I have damaged my body so much over the years because, the belief that I had the strength of a man, pushed me into stupid situations where I really hurt myself. But it is now, through being around my father, that I can get to the bottom of the reasons why.
This afternoon, as I was walking downstairs, I felt like my adult brother, and like a cowboy. My bother’s energy. Into my head came the words: “I can be the boy you wanted, not the girl you are afraid of”. I see that I am still playing out that belief: helping my father lift heavy things, being energetic and efficient - his idea of what makes a man -; keeping myself physically ‘big’. Not being slim would be dangerous, triggering his lack of boundaries around women.
I have done such a lot of work on this, but having watched Gabor’s video, I realise I need to do more. I need to honour myself more while still caring for him. I want to look after my body, my female body, and stop acting as if I was physically a man. I know part of it is self-protection, but it is a harmful self-protection, and I need to find a better way to achieve it.
I recognise myself in the video about how I care for Dad: I am patient, accommodating, and self-sacrificing; qualities typically associated with women, ironically.
There are obviously many layers to unpeel.
With this ever-emerging information from my subconscious, I am making the necessary changes. I know these current health issues are simply signposts, showing me where energy is still stuck. But part of me wonders if I am creating new problems even as I heal the old.

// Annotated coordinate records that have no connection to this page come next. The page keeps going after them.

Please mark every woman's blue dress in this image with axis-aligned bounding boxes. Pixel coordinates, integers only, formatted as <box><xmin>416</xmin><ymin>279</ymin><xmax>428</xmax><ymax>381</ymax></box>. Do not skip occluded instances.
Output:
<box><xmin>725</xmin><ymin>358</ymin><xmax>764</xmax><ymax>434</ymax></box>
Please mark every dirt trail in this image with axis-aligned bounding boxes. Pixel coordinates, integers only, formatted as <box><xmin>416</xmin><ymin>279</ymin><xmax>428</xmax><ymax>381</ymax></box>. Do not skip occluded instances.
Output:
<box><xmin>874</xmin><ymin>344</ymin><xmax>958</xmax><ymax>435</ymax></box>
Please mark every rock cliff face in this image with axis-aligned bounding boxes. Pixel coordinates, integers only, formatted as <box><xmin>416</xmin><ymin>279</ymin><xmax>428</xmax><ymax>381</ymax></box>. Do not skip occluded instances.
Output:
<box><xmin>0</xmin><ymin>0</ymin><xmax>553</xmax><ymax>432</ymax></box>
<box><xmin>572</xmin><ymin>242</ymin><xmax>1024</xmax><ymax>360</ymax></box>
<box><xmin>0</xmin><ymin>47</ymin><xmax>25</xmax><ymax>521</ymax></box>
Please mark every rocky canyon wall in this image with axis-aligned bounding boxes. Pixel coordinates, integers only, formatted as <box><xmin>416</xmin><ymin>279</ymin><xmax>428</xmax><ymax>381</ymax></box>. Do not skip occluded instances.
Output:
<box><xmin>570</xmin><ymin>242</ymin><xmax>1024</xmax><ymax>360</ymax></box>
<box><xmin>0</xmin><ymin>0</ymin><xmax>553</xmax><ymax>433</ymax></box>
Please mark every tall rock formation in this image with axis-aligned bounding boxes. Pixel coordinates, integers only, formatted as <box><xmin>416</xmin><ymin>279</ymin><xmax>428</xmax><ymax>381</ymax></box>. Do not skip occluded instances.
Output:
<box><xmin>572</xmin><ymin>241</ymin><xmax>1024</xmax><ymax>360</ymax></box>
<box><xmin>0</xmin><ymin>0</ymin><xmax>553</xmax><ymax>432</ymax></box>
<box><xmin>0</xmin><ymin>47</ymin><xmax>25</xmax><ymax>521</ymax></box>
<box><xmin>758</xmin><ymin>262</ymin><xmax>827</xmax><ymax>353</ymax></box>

I guess there is no way of knowing, but if I continue to heal self-sacrificing and self-negating behaviours, the outcome will have been more than worth the effort.
I can so relate to what you say about using your body as a man would. I did the same, and injured myself in the process. I also rejected my femaleness as a teenager and tried to live as a boy.
When I became a mother I learned to love being a woman, and was not expecting how free and delighted I would feel as a post-menopausal woman. Perhaps because I was never traditionally feminine, it's been easy to adjust to my new status. I say this, because many women fear menopause (although you are surely not one of them!), and I like to scatter the seeds of the idea that it can actually be a wonderful time of life.
I went through the menopause when I lived in Egypt, and didn't realise that mood swings, etc, were part of it. It was such a challenge to exist there I didn't even notice them. Luxor was traumatising enough!
But, the literal 'meno-pause' was such a blessing. I could finally say NO!
Like you, I was really happy afterwards. And yes, I hope other women can feel the same way.